Ao longo da minha vida e estudos sobre Paganismo, sempre me deparei com textos que tinham o objetivo de expor o simbolismo do Beltane. Contudo, lá no início, nem sempre tinha a sorte de encontrar um texto que tivesse como foco um diálogo entre o que o Beltane foi, no tempo pré-cristão, e como ele pode ser interpretado nos dias de hoje. É fácil falar sobre dança ao redor de mastro ou passar gado perto da fogueira pra tirar energia ruim e outras relações que são, em sua origem, pautadas em uma estrutura sazonal extremamente diferente da nossa. Difícil é compreender como tudo pode ser interpretado no modelo de sociedade que vivemos atualmente.

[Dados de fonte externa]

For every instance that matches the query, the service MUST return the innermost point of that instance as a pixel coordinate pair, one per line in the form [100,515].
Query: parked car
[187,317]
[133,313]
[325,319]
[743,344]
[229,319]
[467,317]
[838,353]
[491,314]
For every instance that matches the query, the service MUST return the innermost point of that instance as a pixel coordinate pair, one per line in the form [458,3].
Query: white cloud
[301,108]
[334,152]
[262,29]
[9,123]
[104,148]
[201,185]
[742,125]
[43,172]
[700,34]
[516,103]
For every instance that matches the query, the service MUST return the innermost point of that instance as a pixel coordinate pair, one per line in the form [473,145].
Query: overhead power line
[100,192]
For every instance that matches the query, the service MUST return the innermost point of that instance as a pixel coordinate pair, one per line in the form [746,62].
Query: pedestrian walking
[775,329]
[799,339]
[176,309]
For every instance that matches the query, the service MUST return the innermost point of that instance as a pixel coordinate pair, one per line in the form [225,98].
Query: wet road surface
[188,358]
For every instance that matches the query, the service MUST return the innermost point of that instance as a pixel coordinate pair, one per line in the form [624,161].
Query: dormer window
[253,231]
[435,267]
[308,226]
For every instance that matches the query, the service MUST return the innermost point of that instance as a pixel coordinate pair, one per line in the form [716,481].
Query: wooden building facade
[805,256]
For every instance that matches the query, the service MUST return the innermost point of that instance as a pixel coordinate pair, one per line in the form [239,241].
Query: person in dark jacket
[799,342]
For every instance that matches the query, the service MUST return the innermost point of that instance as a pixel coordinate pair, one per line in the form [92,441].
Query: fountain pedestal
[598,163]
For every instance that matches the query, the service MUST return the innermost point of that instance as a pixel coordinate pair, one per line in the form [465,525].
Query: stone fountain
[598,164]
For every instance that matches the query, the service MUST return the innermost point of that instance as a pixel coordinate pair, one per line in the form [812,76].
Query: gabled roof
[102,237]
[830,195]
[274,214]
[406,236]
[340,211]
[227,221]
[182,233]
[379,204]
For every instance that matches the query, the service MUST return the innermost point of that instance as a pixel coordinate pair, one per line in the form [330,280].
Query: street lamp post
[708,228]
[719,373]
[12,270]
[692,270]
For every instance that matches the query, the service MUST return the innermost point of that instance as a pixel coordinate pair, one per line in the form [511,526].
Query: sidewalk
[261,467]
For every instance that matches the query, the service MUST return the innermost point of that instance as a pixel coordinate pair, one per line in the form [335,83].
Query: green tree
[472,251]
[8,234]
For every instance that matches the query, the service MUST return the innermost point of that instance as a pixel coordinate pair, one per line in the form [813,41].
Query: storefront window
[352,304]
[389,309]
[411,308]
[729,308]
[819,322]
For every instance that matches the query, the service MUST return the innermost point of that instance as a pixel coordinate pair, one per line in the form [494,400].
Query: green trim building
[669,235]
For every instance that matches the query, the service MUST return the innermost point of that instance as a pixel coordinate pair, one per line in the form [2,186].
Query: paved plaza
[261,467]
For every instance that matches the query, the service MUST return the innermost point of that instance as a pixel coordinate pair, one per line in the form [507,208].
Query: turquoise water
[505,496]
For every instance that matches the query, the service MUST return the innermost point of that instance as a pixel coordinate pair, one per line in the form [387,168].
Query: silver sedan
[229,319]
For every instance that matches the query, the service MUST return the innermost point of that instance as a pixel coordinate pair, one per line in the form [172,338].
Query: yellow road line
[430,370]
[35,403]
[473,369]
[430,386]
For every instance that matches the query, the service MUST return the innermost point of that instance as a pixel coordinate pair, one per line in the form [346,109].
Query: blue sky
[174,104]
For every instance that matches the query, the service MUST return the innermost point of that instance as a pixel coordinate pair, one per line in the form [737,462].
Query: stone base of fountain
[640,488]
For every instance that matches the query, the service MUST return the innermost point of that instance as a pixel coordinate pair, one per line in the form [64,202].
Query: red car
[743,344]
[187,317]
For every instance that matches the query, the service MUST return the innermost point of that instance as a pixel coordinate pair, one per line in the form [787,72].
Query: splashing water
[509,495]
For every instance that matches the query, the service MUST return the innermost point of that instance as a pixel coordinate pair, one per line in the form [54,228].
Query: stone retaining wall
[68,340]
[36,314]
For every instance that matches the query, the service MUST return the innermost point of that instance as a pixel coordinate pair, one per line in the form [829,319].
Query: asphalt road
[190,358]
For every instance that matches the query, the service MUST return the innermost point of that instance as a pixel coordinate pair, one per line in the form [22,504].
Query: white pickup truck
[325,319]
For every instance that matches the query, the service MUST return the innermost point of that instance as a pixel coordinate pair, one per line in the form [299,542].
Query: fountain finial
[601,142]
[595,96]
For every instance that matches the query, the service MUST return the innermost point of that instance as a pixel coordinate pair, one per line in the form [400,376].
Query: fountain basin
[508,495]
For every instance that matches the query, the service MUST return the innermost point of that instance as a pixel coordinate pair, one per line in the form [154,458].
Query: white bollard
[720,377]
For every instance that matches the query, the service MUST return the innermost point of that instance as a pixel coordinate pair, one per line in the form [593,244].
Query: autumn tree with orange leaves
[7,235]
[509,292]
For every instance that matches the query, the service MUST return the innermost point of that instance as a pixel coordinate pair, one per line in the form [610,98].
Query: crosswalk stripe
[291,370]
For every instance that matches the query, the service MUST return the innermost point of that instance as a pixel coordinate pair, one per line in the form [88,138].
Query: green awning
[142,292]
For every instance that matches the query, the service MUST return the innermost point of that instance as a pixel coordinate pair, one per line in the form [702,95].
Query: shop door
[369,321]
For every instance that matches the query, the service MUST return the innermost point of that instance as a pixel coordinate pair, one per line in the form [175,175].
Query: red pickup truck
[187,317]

Por isso mesmo que hoje, pra libar minha homenagem aos Deuses de minha devoção, trago algumas taças de reflexões a cerca do simbolismo do Beltane. O que esse rito representa pra mim e de que forma ele toca meu coração, em meio a uma vida corrida, como de mãe, professora, taróloga-tarotista, bruxa e hoodoo lady, cuidadora de inúmeros pets e dona de casa.
De que serve a nossa fé, se não for para ser útil e nos trazer coisas boas em nossas vidas, não é mesmo? Imaginem só, se no meio desse caos orquestrado que eu chamo de vida, eu quisesse parar para ir cultuar Deuses só pelo simples fato de achar legal ir pra floresta e ser chamada a atenção pelos guardas florestais? (Sim, eles já brigaram comigo muitas vezes, por estar em horário inapropriado, não usar roupa apropriada e fazer práticas inapropriadas – mais isso morre aqui entre a gente! rs).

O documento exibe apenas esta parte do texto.